Lytle: Pay-to-play postseason women's basketball another NCAA embarrassment

The CSU women's basketball team is playing in the WNIT, with a first-round game Thursday night at Northern Iowa.
The CSU women's basketball team is playing in the WNIT, with a first-round game Thursday night at Northern Iowa.

One of the best college basketball players in the country paid for the chance to keep playing this postseason.

No, the honorable mention All-American McKenna Hofschild doesn’t directly have to put in a deposit to play this postseason, but the inclusion of the team requires a significant financial commitment from Colorado State athletics.

Hofschild and the CSU women’s basketball team accepted an invite to the WNIT, the secondary event to the NCAA Tournament.
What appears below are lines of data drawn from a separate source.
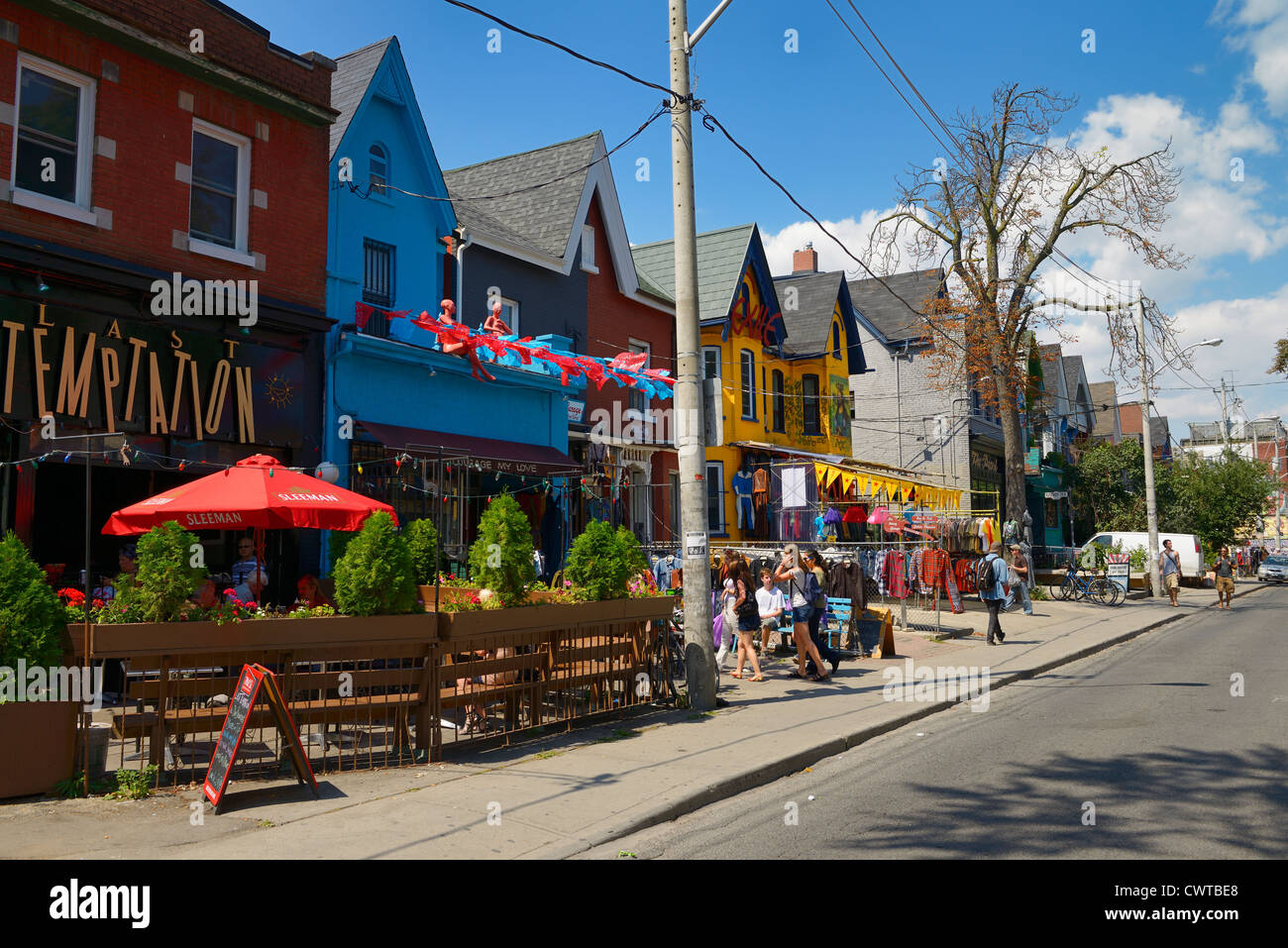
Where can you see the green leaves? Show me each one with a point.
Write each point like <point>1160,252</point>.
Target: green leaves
<point>603,561</point>
<point>501,557</point>
<point>376,575</point>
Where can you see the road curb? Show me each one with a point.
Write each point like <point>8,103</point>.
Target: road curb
<point>807,756</point>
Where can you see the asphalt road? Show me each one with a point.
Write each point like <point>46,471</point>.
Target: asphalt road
<point>1147,732</point>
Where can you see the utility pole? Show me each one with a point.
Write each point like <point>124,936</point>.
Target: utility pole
<point>699,656</point>
<point>1147,443</point>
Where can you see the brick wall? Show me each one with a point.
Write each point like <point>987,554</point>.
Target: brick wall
<point>141,117</point>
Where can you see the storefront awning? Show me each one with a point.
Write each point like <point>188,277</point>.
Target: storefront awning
<point>492,455</point>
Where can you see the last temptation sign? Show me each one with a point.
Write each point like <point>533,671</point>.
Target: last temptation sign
<point>124,375</point>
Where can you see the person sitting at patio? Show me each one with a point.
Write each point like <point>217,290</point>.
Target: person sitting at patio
<point>246,561</point>
<point>310,592</point>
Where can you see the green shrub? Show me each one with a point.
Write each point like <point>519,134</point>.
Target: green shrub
<point>31,614</point>
<point>603,561</point>
<point>166,576</point>
<point>501,557</point>
<point>423,541</point>
<point>376,576</point>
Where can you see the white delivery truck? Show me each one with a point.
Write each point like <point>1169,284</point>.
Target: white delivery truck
<point>1186,546</point>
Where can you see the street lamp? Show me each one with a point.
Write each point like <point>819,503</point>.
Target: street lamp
<point>1146,437</point>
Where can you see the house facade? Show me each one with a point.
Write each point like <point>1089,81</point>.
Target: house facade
<point>162,258</point>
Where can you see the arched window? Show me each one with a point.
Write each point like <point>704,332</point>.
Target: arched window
<point>377,166</point>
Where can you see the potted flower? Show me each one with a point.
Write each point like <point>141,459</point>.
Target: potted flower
<point>38,734</point>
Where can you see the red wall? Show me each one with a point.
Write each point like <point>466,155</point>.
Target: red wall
<point>612,321</point>
<point>141,114</point>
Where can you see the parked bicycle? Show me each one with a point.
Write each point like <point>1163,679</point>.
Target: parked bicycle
<point>1074,586</point>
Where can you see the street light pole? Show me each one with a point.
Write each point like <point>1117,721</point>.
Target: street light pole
<point>698,648</point>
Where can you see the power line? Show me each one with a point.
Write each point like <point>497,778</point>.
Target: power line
<point>539,38</point>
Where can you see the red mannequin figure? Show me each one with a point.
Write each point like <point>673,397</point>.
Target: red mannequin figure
<point>494,324</point>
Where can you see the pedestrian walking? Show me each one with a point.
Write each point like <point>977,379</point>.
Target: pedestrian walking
<point>814,563</point>
<point>793,572</point>
<point>772,605</point>
<point>995,595</point>
<point>1170,563</point>
<point>1018,578</point>
<point>1224,569</point>
<point>748,621</point>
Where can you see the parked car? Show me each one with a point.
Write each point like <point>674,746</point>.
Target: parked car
<point>1273,570</point>
<point>1186,546</point>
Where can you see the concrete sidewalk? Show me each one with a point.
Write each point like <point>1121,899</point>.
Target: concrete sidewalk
<point>561,794</point>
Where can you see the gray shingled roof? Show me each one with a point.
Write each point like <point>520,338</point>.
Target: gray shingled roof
<point>353,73</point>
<point>540,219</point>
<point>810,324</point>
<point>720,258</point>
<point>890,317</point>
<point>1104,393</point>
<point>1210,432</point>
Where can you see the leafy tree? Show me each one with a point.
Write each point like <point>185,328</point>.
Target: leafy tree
<point>997,210</point>
<point>423,541</point>
<point>165,579</point>
<point>31,617</point>
<point>376,575</point>
<point>501,557</point>
<point>603,561</point>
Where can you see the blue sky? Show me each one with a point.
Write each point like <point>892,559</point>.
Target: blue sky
<point>1211,76</point>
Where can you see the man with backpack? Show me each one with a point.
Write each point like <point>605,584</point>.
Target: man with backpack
<point>988,579</point>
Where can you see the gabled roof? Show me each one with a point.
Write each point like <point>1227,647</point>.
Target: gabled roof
<point>1106,393</point>
<point>720,260</point>
<point>536,218</point>
<point>353,73</point>
<point>885,313</point>
<point>809,324</point>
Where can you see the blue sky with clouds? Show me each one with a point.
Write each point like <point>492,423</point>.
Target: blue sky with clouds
<point>1211,77</point>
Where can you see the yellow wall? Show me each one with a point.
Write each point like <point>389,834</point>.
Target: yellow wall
<point>748,333</point>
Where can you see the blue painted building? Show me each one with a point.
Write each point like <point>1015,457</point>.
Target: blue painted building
<point>403,421</point>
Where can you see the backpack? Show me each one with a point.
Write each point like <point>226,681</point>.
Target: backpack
<point>986,578</point>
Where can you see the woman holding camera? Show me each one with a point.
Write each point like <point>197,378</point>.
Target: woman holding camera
<point>791,571</point>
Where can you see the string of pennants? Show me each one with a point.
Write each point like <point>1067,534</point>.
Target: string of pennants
<point>872,484</point>
<point>626,369</point>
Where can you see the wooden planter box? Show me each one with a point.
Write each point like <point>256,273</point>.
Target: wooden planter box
<point>176,638</point>
<point>554,616</point>
<point>38,742</point>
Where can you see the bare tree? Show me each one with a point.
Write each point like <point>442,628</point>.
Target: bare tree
<point>995,215</point>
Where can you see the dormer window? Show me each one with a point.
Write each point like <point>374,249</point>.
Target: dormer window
<point>377,165</point>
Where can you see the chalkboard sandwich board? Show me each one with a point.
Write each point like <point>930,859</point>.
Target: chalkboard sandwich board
<point>253,679</point>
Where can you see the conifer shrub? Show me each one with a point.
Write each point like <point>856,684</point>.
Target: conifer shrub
<point>501,557</point>
<point>376,575</point>
<point>603,561</point>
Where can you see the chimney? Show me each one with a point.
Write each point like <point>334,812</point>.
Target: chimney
<point>805,261</point>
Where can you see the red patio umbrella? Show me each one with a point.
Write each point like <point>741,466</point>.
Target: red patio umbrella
<point>256,492</point>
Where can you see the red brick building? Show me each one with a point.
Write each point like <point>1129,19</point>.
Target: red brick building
<point>162,253</point>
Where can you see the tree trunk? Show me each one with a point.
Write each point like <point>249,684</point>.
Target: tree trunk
<point>1013,446</point>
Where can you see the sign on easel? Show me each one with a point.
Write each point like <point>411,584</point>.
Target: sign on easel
<point>253,679</point>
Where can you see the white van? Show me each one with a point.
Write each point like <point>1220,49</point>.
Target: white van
<point>1186,546</point>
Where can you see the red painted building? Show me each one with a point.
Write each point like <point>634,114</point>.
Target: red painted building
<point>162,253</point>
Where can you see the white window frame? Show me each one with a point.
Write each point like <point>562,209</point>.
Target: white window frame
<point>588,249</point>
<point>240,253</point>
<point>715,351</point>
<point>715,472</point>
<point>78,210</point>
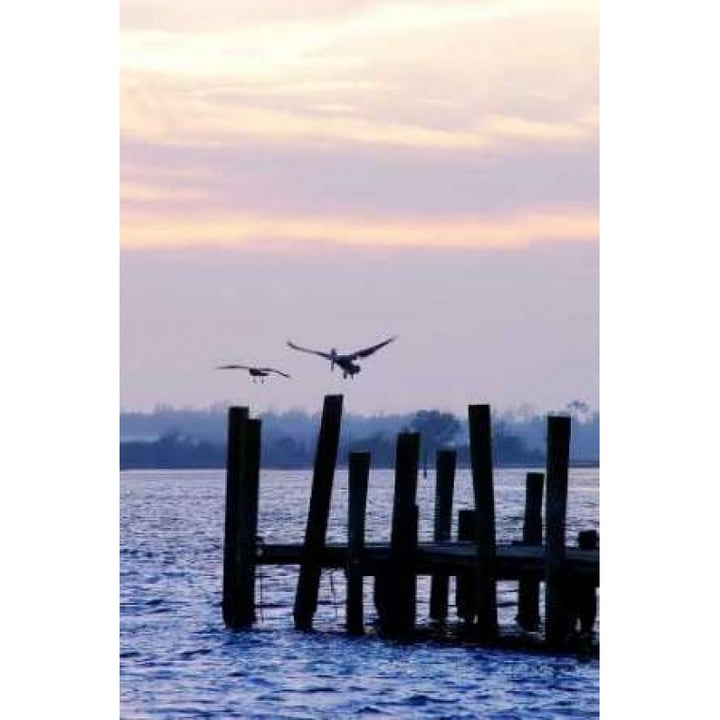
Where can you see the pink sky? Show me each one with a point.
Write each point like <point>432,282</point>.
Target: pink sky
<point>321,128</point>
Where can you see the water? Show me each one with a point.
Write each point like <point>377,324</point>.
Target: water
<point>178,661</point>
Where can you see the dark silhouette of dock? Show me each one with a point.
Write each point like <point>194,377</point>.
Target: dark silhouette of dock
<point>476,561</point>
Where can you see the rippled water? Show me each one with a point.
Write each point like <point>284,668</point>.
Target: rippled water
<point>178,661</point>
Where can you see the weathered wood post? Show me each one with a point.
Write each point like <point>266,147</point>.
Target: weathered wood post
<point>558,459</point>
<point>465,585</point>
<point>529,590</point>
<point>444,485</point>
<point>401,578</point>
<point>317,520</point>
<point>236,416</point>
<point>481,463</point>
<point>239,601</point>
<point>358,474</point>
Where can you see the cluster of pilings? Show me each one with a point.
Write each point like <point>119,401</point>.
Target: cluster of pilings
<point>475,559</point>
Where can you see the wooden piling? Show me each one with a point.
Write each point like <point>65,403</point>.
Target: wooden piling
<point>465,582</point>
<point>236,417</point>
<point>482,473</point>
<point>401,580</point>
<point>241,515</point>
<point>319,510</point>
<point>529,590</point>
<point>358,474</point>
<point>558,458</point>
<point>444,485</point>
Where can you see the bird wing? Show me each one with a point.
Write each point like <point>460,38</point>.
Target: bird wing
<point>372,349</point>
<point>279,372</point>
<point>327,356</point>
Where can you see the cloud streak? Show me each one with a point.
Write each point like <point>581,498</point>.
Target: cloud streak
<point>466,124</point>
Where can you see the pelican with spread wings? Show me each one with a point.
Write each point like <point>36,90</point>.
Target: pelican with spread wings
<point>255,372</point>
<point>346,361</point>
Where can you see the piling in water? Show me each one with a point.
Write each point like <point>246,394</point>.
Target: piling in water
<point>482,474</point>
<point>444,486</point>
<point>319,510</point>
<point>239,610</point>
<point>558,456</point>
<point>401,579</point>
<point>465,584</point>
<point>529,589</point>
<point>231,560</point>
<point>358,474</point>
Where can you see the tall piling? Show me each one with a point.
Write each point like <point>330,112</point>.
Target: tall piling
<point>358,474</point>
<point>401,579</point>
<point>243,479</point>
<point>528,589</point>
<point>558,459</point>
<point>316,529</point>
<point>236,416</point>
<point>482,474</point>
<point>444,486</point>
<point>465,583</point>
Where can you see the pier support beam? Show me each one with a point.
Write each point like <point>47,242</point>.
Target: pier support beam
<point>444,485</point>
<point>400,583</point>
<point>358,474</point>
<point>465,585</point>
<point>529,590</point>
<point>482,472</point>
<point>317,520</point>
<point>241,513</point>
<point>558,458</point>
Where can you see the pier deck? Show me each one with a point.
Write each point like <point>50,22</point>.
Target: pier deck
<point>513,562</point>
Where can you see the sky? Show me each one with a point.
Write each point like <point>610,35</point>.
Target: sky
<point>334,172</point>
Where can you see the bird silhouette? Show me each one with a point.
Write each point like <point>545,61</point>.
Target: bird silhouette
<point>345,361</point>
<point>255,372</point>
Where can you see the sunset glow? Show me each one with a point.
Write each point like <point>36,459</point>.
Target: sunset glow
<point>459,124</point>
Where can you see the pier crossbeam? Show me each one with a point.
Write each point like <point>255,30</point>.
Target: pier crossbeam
<point>514,562</point>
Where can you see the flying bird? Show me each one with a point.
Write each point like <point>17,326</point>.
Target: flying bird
<point>255,372</point>
<point>346,361</point>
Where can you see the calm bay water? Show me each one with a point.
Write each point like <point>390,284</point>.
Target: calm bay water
<point>178,661</point>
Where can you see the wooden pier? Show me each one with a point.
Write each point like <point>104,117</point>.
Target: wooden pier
<point>477,562</point>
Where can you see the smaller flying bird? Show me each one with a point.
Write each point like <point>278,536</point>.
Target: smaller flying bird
<point>346,362</point>
<point>255,372</point>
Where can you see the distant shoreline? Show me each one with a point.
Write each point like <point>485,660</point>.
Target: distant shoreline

While Hofschild didn't play in CSU's game Thursday (lower-body injury, per the radio broadcast), the pay-to-play problem still stands.

On the men’s side, the NIT is a fairly prestigious event, with costs covered by the NCAA and strong television support (CSU’s men’s team made the NIT Final Four in 2021).

The NCAA doesn’t run the WNIT (yet). Instead, it’s operated by Fort Collins-based Triple Crown Sports.

The 64-team event is pay-to-play, meaning that strong teams like the Rams (20-11 heading into Thursday's loss to Northern Iowa) faced an awkward decision to either pay a big chunk of money or end their season without postseason play if they missed the 64-team NCAA Tournament.

It's a decision that the 100 NCAA Division I men's teams invited to the NCAA and NIT tournaments don't have to face. For all the NCAA's claims about its commitment to provide female athletes equal opportunity, there's no denying the inequality faced by those 36 women's teams paying for something their male counterparts enjoy for free.

The cost for CSU to play Thursday at Northern Iowa is roughly $20,000 to $25,000 (including entry to the tournament, travel, etc.), athletic director Joe Parker told me this week. CSU is in the WNIT for the second year in a row and fourth time since 2017.

Parker said the money will likely come from several areas, from sport-specific funds and even fundraising from boosters. Think about that: a team having to raise its own money to play in a postseason tournament.

Fans shouldn’t have to help a team pay to play, yet here we are. This team deserves better than to be asked to pay its way into the tournament. As Parker said by saying booster funds could be used, and several sources confirmed, the team was asked to pay for itself.

A team can surely feel it should be a no-problem decision to play. Bean counters can be justified in being wary of the costs to play in a second-choice tournament.

It’s just another example of how slow the NCAA is to actually act on equality. The overlords will finally take over the women's secondary tournament next year, Parker said. That’s one step in the right direction, but, per usual, much later than it should have been taken.

Triple Crown started the postseason WNIT in 1998, filling one of the many opportunity gaps the NCAA left wide open. In many ways, it’s been a service to have this tournament available and Triple Crown is not to blame for running a tournament as as a for-profit business.

Still, it should be an NCAA event. Teams must pay to host or pay to travel. An NCAA-run 32-team tournament to mirror the men’s side (with costs covered) is what is needed. Along with that, prize money for advancing needs to be a part of the package.

This week provides yet another example of the mistreatment of women’s college basketball by the NCAA. Unfortunately, you don't have to look far for other examples.

These are embarrassing missteps from the NCAA. None of those would ever happen on the men’s side.

Parker said it’s unlikely that future CSU teams will pay to play in postseason tournaments such as the third-tier College Basketball Invitational on the men's side.

“I’m thankful that it’s going to be managed by the NCAA. There’s still going to be these pay-to-participate opportunities. As a department, our attitude is ... if we don’t make the NCAA Tournament and we don’t make the NIT equivalent for men and women in the future, it’s going to be really hard to justify spending money to continue play if you haven’t earned the right to continue postseason play," Parker said. "What have you earned if you have to pay for it?"

That's a good question for the NCAA to consider. If the CSU women are good enough to qualify for a secondary (NIT-style) tournament, the decision to play shouldn't come with an invoice.

The NCAA can pass out all the hoodies, T-shirts and stickers it wants to celebrate Title IX, but those trinkets feel hollow when member schools' women's teams have to raise their own funds to play in the postseason.